My favorite book: The Starship And The Canoe (1978) by Kenneth Brower — a dual biography of renowned astro-physicist Freeman Dyson and his son, George, who lived then in an illegal tree-house 95 feet above Burrard Inlet, Vancouver and built large baidarkas (kayaks) he paddled to Alaska.

Central to Brower’s and George Dyson’s story: he Mount Fairweather, a 48-foot, six-person baidarka possibly the largest of its type ever conceived, built by Dyson in Vancouver when he was just 21 years old.

George Dyson and his crew aboard the Mount Fairweather, a 48-foot, six-person baidarka, the largest of its type ever built.
The Mount Fairweather, a 48-foot, six-person baidarka, under sail off Vancouver.
Inside the beatiful faux-skin, timber and alloy hull of the Mount Fairweather baidarka, built by George Dyson.
wrack

Son of physicist Freeman Dyson, George dropped out of high school to moved to the Pacific Northwest.

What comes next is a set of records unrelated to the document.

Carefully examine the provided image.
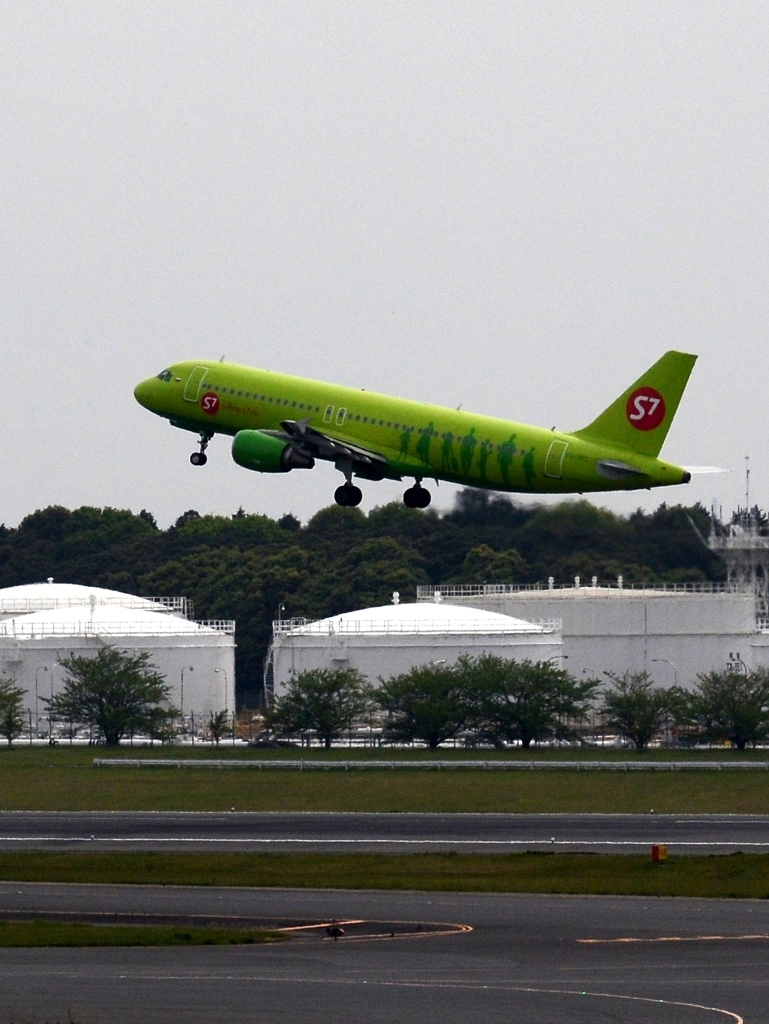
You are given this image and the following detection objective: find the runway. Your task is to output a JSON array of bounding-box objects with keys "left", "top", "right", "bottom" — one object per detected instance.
[
  {"left": 0, "top": 811, "right": 769, "bottom": 853},
  {"left": 0, "top": 884, "right": 769, "bottom": 1024}
]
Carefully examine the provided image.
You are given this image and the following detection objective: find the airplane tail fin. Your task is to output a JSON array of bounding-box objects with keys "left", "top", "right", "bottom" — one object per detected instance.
[{"left": 574, "top": 351, "right": 697, "bottom": 458}]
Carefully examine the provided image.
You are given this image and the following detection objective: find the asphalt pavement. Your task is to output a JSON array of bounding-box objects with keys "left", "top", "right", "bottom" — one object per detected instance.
[
  {"left": 0, "top": 883, "right": 769, "bottom": 1024},
  {"left": 0, "top": 811, "right": 769, "bottom": 854}
]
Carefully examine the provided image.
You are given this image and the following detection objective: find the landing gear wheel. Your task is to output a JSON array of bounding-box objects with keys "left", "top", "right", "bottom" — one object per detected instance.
[
  {"left": 334, "top": 483, "right": 364, "bottom": 508},
  {"left": 403, "top": 483, "right": 431, "bottom": 509},
  {"left": 189, "top": 433, "right": 213, "bottom": 466}
]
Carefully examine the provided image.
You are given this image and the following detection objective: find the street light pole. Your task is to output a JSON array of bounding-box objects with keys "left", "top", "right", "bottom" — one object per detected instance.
[
  {"left": 214, "top": 669, "right": 229, "bottom": 711},
  {"left": 179, "top": 665, "right": 195, "bottom": 729},
  {"left": 35, "top": 665, "right": 48, "bottom": 735}
]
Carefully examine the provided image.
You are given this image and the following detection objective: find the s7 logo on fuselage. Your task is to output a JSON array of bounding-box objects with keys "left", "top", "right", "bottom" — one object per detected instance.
[{"left": 201, "top": 391, "right": 219, "bottom": 416}]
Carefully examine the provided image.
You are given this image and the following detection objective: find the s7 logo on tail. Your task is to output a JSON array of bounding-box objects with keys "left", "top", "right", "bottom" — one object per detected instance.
[{"left": 627, "top": 386, "right": 665, "bottom": 430}]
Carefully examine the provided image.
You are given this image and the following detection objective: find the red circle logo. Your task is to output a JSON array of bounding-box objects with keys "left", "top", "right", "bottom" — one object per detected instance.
[
  {"left": 626, "top": 387, "right": 665, "bottom": 430},
  {"left": 201, "top": 391, "right": 219, "bottom": 416}
]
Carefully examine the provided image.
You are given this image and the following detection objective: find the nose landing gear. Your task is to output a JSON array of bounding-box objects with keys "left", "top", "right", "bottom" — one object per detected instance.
[
  {"left": 334, "top": 483, "right": 364, "bottom": 508},
  {"left": 189, "top": 434, "right": 213, "bottom": 466},
  {"left": 403, "top": 480, "right": 432, "bottom": 509}
]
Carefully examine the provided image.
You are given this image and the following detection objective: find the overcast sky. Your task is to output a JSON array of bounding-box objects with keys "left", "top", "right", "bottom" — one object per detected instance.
[{"left": 0, "top": 8, "right": 769, "bottom": 525}]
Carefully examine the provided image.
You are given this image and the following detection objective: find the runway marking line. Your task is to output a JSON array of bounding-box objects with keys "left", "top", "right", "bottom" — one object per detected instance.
[
  {"left": 3, "top": 971, "right": 745, "bottom": 1024},
  {"left": 576, "top": 934, "right": 769, "bottom": 946},
  {"left": 0, "top": 836, "right": 769, "bottom": 849}
]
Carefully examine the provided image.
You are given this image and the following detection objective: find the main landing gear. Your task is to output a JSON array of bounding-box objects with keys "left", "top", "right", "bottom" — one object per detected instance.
[
  {"left": 403, "top": 480, "right": 431, "bottom": 509},
  {"left": 189, "top": 434, "right": 213, "bottom": 466},
  {"left": 334, "top": 481, "right": 364, "bottom": 508}
]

Now 68, George Dyson still builds kayaks but he's also a respected science historian (Turing's Cathedral, 2012, and Analogia: The Entangled Destinies of Nature, Human Beings and Machines, 2020)

[via @vimeo]
vimeo.com/124182572

wrack

The English cling to the weather when it comes to small talk but for the Puglians it's food.

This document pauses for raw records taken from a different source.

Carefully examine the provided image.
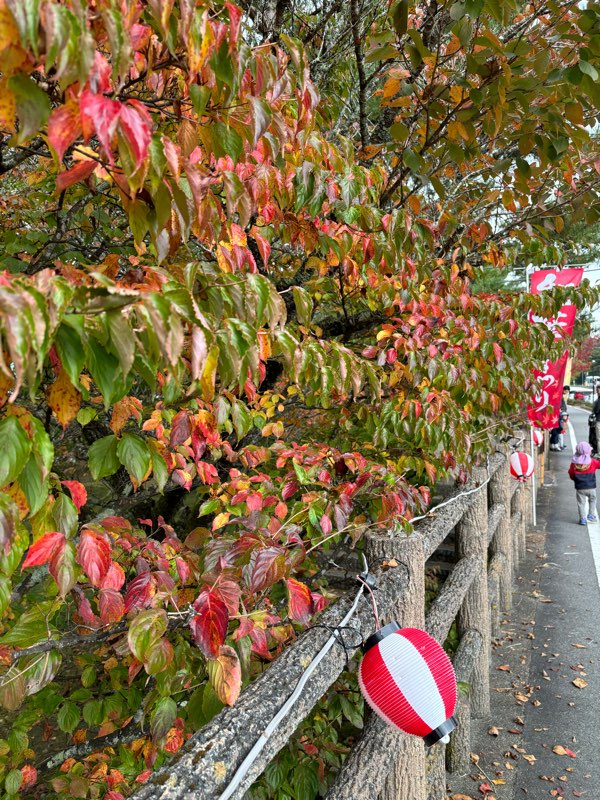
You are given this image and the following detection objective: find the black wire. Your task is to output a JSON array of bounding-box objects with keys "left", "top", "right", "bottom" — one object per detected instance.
[{"left": 308, "top": 622, "right": 364, "bottom": 672}]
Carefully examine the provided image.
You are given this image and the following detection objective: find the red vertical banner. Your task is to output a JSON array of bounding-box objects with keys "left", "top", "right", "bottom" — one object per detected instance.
[{"left": 527, "top": 268, "right": 583, "bottom": 428}]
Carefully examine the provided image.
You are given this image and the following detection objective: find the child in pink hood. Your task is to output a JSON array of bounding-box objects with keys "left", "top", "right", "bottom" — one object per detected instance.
[{"left": 569, "top": 442, "right": 600, "bottom": 525}]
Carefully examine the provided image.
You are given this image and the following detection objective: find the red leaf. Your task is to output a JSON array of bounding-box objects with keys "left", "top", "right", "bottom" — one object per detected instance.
[
  {"left": 320, "top": 514, "right": 333, "bottom": 536},
  {"left": 251, "top": 228, "right": 271, "bottom": 267},
  {"left": 281, "top": 481, "right": 300, "bottom": 500},
  {"left": 61, "top": 481, "right": 87, "bottom": 511},
  {"left": 98, "top": 589, "right": 125, "bottom": 625},
  {"left": 119, "top": 100, "right": 152, "bottom": 170},
  {"left": 48, "top": 103, "right": 81, "bottom": 161},
  {"left": 56, "top": 158, "right": 96, "bottom": 192},
  {"left": 175, "top": 558, "right": 190, "bottom": 586},
  {"left": 80, "top": 89, "right": 123, "bottom": 164},
  {"left": 233, "top": 617, "right": 271, "bottom": 659},
  {"left": 190, "top": 589, "right": 229, "bottom": 658},
  {"left": 100, "top": 561, "right": 125, "bottom": 591},
  {"left": 125, "top": 572, "right": 156, "bottom": 612},
  {"left": 249, "top": 547, "right": 285, "bottom": 592},
  {"left": 21, "top": 531, "right": 66, "bottom": 570},
  {"left": 287, "top": 578, "right": 313, "bottom": 625},
  {"left": 77, "top": 528, "right": 111, "bottom": 586},
  {"left": 225, "top": 0, "right": 242, "bottom": 53},
  {"left": 196, "top": 461, "right": 219, "bottom": 485},
  {"left": 169, "top": 410, "right": 192, "bottom": 447},
  {"left": 214, "top": 581, "right": 242, "bottom": 614}
]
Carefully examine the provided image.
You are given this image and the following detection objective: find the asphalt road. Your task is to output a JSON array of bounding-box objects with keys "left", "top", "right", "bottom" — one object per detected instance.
[{"left": 448, "top": 407, "right": 600, "bottom": 800}]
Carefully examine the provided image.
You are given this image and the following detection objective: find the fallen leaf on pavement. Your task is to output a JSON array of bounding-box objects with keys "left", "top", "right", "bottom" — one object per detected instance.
[{"left": 552, "top": 744, "right": 577, "bottom": 758}]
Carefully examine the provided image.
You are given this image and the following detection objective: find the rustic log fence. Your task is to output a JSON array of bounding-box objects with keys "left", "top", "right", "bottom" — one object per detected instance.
[{"left": 135, "top": 435, "right": 539, "bottom": 800}]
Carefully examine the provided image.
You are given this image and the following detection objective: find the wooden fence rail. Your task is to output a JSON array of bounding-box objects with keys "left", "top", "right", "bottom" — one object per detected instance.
[{"left": 135, "top": 437, "right": 539, "bottom": 800}]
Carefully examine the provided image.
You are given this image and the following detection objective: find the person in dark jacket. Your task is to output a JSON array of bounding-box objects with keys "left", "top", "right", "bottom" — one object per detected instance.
[
  {"left": 569, "top": 442, "right": 600, "bottom": 525},
  {"left": 590, "top": 383, "right": 600, "bottom": 455}
]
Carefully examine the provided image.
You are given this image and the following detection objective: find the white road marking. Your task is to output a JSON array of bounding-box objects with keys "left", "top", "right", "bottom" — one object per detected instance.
[
  {"left": 588, "top": 512, "right": 600, "bottom": 587},
  {"left": 567, "top": 420, "right": 577, "bottom": 453}
]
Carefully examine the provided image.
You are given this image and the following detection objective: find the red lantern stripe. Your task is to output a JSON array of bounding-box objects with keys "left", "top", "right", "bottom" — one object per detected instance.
[{"left": 359, "top": 628, "right": 456, "bottom": 736}]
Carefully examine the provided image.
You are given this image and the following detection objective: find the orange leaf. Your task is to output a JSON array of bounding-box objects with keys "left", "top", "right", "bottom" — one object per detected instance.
[
  {"left": 46, "top": 368, "right": 81, "bottom": 428},
  {"left": 208, "top": 644, "right": 242, "bottom": 706}
]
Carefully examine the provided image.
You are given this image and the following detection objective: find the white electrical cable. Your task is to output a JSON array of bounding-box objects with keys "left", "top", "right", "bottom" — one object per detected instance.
[
  {"left": 219, "top": 584, "right": 365, "bottom": 800},
  {"left": 409, "top": 458, "right": 492, "bottom": 525}
]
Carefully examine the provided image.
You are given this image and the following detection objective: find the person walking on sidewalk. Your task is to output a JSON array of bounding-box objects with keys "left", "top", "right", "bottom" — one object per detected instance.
[
  {"left": 592, "top": 383, "right": 600, "bottom": 455},
  {"left": 569, "top": 442, "right": 600, "bottom": 525}
]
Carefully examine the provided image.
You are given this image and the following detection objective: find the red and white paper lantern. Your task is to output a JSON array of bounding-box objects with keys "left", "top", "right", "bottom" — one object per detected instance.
[
  {"left": 358, "top": 622, "right": 456, "bottom": 745},
  {"left": 510, "top": 451, "right": 534, "bottom": 482}
]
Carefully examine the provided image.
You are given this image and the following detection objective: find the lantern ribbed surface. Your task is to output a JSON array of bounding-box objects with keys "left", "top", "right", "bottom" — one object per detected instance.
[
  {"left": 358, "top": 623, "right": 456, "bottom": 741},
  {"left": 533, "top": 430, "right": 544, "bottom": 447},
  {"left": 510, "top": 451, "right": 534, "bottom": 481}
]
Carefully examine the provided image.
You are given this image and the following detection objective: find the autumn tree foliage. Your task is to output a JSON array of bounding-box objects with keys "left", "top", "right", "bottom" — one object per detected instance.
[{"left": 0, "top": 0, "right": 600, "bottom": 800}]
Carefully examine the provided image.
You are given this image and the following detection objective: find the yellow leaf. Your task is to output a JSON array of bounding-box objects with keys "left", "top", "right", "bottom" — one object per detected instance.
[
  {"left": 46, "top": 368, "right": 81, "bottom": 428},
  {"left": 200, "top": 344, "right": 219, "bottom": 400},
  {"left": 0, "top": 78, "right": 17, "bottom": 133}
]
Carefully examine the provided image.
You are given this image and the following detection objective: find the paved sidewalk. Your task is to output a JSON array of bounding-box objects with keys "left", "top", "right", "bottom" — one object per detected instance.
[{"left": 448, "top": 407, "right": 600, "bottom": 800}]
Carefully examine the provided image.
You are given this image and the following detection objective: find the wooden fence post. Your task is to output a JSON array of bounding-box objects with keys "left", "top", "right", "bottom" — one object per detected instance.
[
  {"left": 327, "top": 533, "right": 427, "bottom": 800},
  {"left": 489, "top": 448, "right": 514, "bottom": 609},
  {"left": 456, "top": 468, "right": 490, "bottom": 717},
  {"left": 367, "top": 534, "right": 427, "bottom": 800}
]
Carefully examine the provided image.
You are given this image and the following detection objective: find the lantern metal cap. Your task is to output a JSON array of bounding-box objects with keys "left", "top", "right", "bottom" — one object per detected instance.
[
  {"left": 423, "top": 716, "right": 458, "bottom": 747},
  {"left": 362, "top": 621, "right": 400, "bottom": 653}
]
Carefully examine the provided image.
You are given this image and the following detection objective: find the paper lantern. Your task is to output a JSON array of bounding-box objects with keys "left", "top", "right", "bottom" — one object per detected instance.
[
  {"left": 510, "top": 451, "right": 534, "bottom": 482},
  {"left": 358, "top": 622, "right": 456, "bottom": 745}
]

Every day someone asks me, "Cosa mangi oggi?" It's not enough to name a dish or two. They want ingredients — a tomato is never *just* a tomato in southern Italy — and a detailed recipe.


@ccohanlon I have family over in Campania and I can relate to this. Luckily I'm growing about 30 different tomato varieties now, so I have plenty to discuss.

wrack

In the summer of 2009, The Swimming Cities of Serenissima sailed from Slovenia to Italy and made its way up the Grand Canal in Venice.

Brooklyn artist Swoon (a.k.a. Caledonia Curry) conceived the Swimming Cities' shanty boats, built from salvaged junk as a collective artwork.

Her work was included in Radical Seafaring at The Parrish Museum of Art, in 2016, which likened work created on the water by contemporary artists to the Land Art movement of the '60s/'70s;

Photos by Todd Seelie.

A shanty boat of the Swimming Cities of Serenissima, conceived by Brooklyn artist Swoon, makes its way up Venice's Grand Canal, 2009.
Theatrically lit 'art shanty boats' moored alongside for the night near Venice, Italy.
Theatrically lit 'art shanty boats' moored alongside for the night near Venice, Italy, as a crewmember rests ashore.
wakest ⁂

@ccohanlon cool to see this posted here! Swoon and Todd are both good friends of mine!